HD Suisse
- Country: Switzerland

Programming
- Languages: French, German, Italian, Romansh
- Picture format: 16:9, 720p (HDTV)

Ownership
- Owner: SRG SSR

History
- Launched: 3 December 2007; 18 years ago
- Closed: 31 January 2012; 14 years ago (4 years, 59 days)

= HD suisse =

Defunct Swiss high definition channel

HD suisse is a former Swiss high-definition television channel operated by the public service broadcaster SRG SSR. This was the 8th channel launched by SRG SSR, and the first Swiss television channel available in high definition.

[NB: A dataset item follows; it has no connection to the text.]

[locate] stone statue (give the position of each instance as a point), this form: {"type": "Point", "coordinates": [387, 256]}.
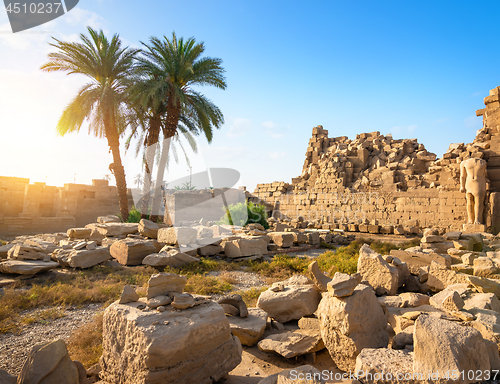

The channel began broadcasting on 3 December 2007, at 20:00 CET.

Programming came from the four TV networks operated by SRG SSR (Schweizer Fernsehen, Télévision Suisse Romande, Radiotelevisione svizzera di lingua italiana and Radio Television Rumantscha), plus music concerts and documentaries (produced by National Geographic Channel).

The channel broadcast in all four national languages of Switzerland: German, French, Italian and Romansh.

HD suisse was closed on 31 January 2012, in preparations to launch HD versions of SRG SSR's channels; SRF 1, SRF zwei, RTS Un, RTS Deux, RSI La 1 and RSI La 2 on 29 February 2012.